FACT: The PPP suggests that quality has suffered because of the expansion of NP programs. This is not true. Programs have expanded because of educational and consumer demand. These programs receive certification through such organizations as the Committee on Collegiate Nursing Education. If the PPP has fact-based evidence to show that any of these programs are deficient, it should provide it.

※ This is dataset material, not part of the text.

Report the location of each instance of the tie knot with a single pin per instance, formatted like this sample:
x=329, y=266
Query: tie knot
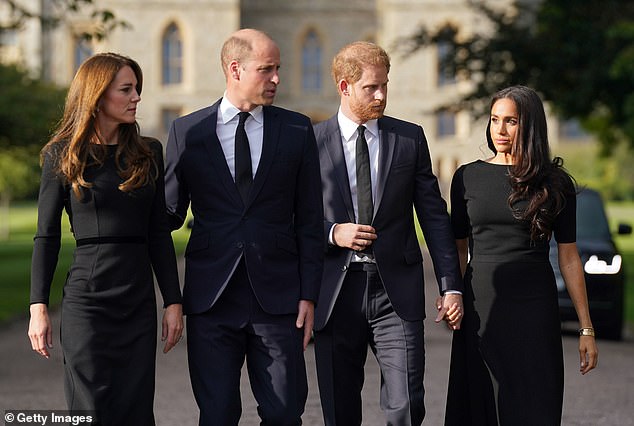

FACT: In 22 states and the District of Columbia, NPs are granted full practice authority. In the remaining states, NPs are required to contract with a physician under the guise of “supervision” or “collaboration” and, in many cases, must pay a fee to the physician. This is not a health benefit to patients. It is an economic incentive for physicians to boost their incomes while squeezing the supply of providers available to patients.
FACT: Most NPs work collegially with physicians. Organizations such as PPP go on the offensive because they fear losing their economic stranglehold over health care.
The authors suggest several examples of what they believe to be inappropriate care by NPs. Rather than provide specific examples with the final dispositions of these cases in a well-documented fashion, they provide vague information with no specific facts. This is a very slippery slope for medicine, and with 7.4% of physicians experiencing a malpractice claim, compared to just 1.1% of NPs, PPP has no business pointing its collective finger at the care NPs provide. Not all clinicians are perfect, including physicians. It would be easy to find thousands of documented cases of physician malpractice, including citations from medical boards where physician licenses were suspended or revoked, as well as the disposition of medical malpractice cases where physicians have been sued for millions of dollars.
For a profession that defines itself based upon science and evidence, it is a shame that groups like PPP resort to ad hominem attacks on the NP profession out of fear of economic competition.
NPs, with a 50-plus year track record of high-quality, patient-centered care and more than 1 billion patient visits each year, represents the future of health care. Organizations like the Physicians for “Pocket” Protection — and their attacks aimed at hiding the truth and protecting medical monopolies — represent the past. Patients and taxpayers deserve better.